My thoughts: Wow, how relevant is this book right now? Mental health is so important but with the amount of technology and social media we have these days this read is relatable to everybody!! I found Fiona's journey with mental health to be so relatable, and throughout the whole book Fiona was so honest and open. I always struggle to find authors who are completely honest/open but I found that this book really was. It helped me to feel less alone while reading it and I will for sure be referring back to this read when I am struggling. The positives and negatives of social media were really explored and generally how it can be hard to switch off from technology and this of course is so relevant to the majority of people. It really opened my eyes to my own negative social media habits and I really relate to the aspect of ourselves adding more unnecessary pressure to ourselves!! I would recommend this book to ANYBODY, whether you suffer from mental illness or not!

Another favourite non-fiction read that I read fairly recently was Into the Abyss: A Neuropsychiatrist's Notes on Troubled Minds by Anthony David (kindly #gifted to me by @oneworldpublications). 

Synopsis; 'We cannot know how to fix a problem until we understand its causes. But even for some of the most common mental health problems, specialists argue over whether the answers lie in the person's biology, their psychology or their circumstances. As a cognitive neuropsychiatrist, Anthony David brings together many fields of enquiry, from social and cognitive psychology to neurology. The key for each patient might be anything from a traumatic memory to a chemical imbalance, an unhealthy way of thinking or a hidden tumour. Patrick believes he is dead. Jennifer's schizophrenia medication helped with her voices, but did it cause Parkinson's? Emma is in a coma - or is she just refusing to respond? Drawing from Professor David's career as a clinician and academic, these fascinating case studies reveal the unique complexity of the human mind, stretching the limits of our understanding. 

My thoughts: As a psychology student, I knew I would love this one! I really love learning about neuroscience and clinical psychology so I knew this would be the perfect read. It was super interesting, there are different chapters with different case studies on a variety of neurological/psychiatric conditions and it was so interesting and valuable to learn about the individual's experiences with the conditions! It was so insightful to a range of conditions, such as schizophrenia, delusions, hallucinations, bipolar disorder etc. The detailed case studies really helped to add to the depth of understanding. It also wasn't too technical to the point it was hard to understand either so it is perfect even if you haven't studied that subject before. Such an insightful read!!

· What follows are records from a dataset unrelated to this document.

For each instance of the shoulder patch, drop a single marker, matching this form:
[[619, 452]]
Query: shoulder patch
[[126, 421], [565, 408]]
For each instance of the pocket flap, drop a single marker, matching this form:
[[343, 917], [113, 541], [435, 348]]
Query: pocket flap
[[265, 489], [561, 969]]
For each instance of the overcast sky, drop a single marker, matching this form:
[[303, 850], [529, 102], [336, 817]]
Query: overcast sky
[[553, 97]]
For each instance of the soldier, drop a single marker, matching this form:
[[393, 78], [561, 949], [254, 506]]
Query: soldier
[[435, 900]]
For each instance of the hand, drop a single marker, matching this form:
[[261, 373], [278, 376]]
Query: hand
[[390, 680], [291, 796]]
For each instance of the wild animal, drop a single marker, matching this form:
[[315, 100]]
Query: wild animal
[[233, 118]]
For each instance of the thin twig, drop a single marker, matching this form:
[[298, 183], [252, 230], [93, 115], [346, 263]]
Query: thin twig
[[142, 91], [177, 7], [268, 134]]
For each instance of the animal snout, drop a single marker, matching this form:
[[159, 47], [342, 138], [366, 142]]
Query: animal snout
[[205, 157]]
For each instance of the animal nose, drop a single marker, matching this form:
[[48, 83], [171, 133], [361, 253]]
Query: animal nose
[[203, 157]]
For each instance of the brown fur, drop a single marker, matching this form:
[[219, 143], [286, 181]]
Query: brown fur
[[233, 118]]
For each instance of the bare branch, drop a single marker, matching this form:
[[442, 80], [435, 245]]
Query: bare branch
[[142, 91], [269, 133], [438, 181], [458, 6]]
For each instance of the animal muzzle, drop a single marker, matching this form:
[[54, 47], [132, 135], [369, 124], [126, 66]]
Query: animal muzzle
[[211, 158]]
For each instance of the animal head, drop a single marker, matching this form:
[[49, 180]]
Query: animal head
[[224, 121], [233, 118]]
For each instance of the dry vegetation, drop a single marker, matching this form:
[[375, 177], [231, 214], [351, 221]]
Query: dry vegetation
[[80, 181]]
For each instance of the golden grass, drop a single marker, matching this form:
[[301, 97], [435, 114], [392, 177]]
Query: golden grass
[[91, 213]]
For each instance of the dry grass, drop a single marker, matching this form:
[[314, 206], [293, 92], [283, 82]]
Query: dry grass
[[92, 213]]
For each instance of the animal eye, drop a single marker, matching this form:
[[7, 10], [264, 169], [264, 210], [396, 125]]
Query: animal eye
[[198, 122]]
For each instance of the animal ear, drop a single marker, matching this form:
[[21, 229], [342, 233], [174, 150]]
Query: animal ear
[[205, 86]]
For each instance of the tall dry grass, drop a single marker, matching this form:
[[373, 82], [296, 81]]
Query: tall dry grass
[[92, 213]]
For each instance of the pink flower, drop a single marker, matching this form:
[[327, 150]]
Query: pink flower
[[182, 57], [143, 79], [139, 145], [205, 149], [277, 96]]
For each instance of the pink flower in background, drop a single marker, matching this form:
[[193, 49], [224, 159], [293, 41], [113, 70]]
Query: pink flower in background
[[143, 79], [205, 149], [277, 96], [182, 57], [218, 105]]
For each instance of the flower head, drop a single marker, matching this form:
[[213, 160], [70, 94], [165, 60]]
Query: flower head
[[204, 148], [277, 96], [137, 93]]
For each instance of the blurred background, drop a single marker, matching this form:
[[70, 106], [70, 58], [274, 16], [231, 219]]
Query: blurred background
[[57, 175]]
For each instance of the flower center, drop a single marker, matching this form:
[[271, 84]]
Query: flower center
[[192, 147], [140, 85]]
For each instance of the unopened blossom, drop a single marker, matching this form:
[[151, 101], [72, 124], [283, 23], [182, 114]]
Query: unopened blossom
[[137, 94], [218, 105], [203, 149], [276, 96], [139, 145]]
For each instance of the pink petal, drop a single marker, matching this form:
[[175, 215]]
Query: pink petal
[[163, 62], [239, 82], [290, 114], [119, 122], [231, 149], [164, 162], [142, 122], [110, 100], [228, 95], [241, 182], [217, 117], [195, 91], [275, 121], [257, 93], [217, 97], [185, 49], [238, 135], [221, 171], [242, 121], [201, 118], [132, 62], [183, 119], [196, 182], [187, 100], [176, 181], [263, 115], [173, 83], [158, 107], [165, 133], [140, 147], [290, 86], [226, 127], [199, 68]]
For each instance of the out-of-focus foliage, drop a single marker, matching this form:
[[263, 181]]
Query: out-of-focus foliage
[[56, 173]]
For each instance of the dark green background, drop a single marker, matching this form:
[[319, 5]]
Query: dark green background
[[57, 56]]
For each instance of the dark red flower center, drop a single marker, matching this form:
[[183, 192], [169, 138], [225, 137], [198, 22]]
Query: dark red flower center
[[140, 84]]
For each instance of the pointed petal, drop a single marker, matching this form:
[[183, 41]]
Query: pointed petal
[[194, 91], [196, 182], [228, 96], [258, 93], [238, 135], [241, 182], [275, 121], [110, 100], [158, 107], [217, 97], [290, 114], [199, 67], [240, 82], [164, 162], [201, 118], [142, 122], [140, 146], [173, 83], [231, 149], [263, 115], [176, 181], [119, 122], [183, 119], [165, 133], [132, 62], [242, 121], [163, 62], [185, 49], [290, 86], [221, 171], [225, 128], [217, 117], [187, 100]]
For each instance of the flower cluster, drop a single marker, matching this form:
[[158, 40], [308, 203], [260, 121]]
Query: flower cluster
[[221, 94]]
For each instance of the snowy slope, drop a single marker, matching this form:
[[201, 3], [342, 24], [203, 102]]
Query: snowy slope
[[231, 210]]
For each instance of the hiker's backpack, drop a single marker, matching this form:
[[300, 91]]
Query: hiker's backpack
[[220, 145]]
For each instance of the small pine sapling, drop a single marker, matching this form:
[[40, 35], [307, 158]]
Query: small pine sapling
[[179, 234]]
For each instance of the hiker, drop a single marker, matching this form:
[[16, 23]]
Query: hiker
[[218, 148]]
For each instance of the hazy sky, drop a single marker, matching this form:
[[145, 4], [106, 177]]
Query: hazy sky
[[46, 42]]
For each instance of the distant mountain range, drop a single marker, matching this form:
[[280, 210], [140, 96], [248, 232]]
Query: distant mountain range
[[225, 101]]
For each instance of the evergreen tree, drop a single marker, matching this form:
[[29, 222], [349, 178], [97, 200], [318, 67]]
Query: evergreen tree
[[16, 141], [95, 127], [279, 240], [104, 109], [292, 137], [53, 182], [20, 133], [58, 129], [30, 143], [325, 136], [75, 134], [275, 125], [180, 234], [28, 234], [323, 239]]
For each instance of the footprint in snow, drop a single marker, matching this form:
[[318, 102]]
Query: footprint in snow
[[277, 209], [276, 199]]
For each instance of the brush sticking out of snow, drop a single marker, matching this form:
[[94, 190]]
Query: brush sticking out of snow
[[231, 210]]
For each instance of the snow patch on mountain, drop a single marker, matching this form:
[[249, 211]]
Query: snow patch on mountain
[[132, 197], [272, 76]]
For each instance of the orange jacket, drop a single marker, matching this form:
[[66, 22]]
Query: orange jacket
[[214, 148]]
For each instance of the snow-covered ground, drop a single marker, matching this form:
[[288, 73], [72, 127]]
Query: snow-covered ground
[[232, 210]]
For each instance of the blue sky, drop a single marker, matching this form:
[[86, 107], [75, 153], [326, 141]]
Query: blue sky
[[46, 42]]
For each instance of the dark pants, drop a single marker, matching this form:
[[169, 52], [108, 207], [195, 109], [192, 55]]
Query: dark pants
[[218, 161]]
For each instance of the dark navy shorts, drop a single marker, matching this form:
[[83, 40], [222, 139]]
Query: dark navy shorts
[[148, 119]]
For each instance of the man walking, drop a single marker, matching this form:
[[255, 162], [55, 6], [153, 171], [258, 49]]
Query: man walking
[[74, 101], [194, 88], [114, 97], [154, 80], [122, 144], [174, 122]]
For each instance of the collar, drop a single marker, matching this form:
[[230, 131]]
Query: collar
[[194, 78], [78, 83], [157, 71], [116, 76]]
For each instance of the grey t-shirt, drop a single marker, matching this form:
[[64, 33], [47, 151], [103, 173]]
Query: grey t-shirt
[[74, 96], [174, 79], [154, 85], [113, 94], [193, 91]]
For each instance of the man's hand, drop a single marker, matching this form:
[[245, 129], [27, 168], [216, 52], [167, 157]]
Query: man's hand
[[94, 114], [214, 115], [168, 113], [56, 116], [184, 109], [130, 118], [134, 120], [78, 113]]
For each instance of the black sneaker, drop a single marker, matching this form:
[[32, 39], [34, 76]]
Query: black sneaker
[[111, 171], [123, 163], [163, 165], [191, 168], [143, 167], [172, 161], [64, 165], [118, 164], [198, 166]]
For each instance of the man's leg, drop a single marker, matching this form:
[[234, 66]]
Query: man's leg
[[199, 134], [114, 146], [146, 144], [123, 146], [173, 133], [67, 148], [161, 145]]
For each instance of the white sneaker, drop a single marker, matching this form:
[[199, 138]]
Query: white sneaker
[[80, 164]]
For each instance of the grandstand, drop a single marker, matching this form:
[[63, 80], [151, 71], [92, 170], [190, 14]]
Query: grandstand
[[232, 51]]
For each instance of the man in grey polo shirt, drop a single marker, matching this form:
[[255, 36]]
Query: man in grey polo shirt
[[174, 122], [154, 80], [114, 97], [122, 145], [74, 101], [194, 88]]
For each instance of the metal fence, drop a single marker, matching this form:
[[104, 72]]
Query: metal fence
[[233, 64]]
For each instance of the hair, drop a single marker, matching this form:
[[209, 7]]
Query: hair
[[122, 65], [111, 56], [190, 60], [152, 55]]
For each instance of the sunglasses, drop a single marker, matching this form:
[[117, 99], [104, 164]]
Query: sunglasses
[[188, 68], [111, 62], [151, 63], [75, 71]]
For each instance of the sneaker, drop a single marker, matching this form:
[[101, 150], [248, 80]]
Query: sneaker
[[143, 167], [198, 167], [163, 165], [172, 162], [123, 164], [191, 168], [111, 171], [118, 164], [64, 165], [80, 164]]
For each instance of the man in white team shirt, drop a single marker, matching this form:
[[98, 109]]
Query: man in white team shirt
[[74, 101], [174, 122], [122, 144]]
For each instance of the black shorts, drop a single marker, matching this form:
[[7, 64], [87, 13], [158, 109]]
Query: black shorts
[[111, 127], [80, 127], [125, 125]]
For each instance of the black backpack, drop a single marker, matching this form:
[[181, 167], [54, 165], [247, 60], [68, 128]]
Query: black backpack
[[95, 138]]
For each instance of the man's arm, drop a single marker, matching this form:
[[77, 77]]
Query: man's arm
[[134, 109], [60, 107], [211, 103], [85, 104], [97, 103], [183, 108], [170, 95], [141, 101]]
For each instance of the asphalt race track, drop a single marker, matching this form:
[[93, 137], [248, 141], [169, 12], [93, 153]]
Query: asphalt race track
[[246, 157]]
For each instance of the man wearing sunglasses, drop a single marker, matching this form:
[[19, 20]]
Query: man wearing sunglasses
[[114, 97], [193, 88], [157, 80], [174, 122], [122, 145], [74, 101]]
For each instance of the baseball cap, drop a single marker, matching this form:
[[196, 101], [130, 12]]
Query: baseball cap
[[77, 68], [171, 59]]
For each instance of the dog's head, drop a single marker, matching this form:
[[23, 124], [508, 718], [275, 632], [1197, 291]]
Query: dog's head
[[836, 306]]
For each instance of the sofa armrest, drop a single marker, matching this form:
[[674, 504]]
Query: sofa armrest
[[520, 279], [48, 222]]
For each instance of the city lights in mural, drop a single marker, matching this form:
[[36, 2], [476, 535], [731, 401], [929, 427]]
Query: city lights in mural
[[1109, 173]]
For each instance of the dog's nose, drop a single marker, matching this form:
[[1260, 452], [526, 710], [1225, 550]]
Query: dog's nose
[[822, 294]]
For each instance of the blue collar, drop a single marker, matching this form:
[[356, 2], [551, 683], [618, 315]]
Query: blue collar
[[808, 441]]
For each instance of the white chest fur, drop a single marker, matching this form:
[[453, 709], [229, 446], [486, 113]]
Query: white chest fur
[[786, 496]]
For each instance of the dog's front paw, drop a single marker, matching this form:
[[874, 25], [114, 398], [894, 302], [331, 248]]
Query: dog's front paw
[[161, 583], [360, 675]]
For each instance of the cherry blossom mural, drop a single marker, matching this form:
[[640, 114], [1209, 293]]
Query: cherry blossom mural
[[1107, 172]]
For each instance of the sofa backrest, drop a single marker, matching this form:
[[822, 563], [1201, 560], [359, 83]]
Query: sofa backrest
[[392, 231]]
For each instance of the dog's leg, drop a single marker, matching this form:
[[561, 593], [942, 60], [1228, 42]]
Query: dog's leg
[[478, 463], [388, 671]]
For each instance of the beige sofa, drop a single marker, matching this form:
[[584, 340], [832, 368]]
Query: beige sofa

A recent read as part of the Tandem Collective readalong was The Easy Life by Lynsey Crombie (#gifted). 

Synopsis; 'Learn how to achieve a clean and well-organised home all year round with Lynsey Queen of Clean's The Easy Life. Lynsey's fully-illustrated guide features journalling activities, step-by-steps, entertainment plans, to-do lists and seasonal home management calendars, making your journey to dometstic serenity quick, easy and fun'.

My thoughts: I found this book so helpful! It is sectioned into different seasons and there are different tips to help keep your house clean, decluttered and organised in these seasons. There were so many helpful tips, that all sounded relatively easy too! Nothing in the house got left behind in this book, so it was really helpful in reminding you of different forgotten about places too! I really loved the activities in the book too, the different checklists and declutter challenges really help you to become more organised and is perfectly integrated in the book! The perfect book for cleaning and decluttering with so much information and many activities! Who doesn't love being more organised?!?

Have you read any of these? I would love to know how you found them!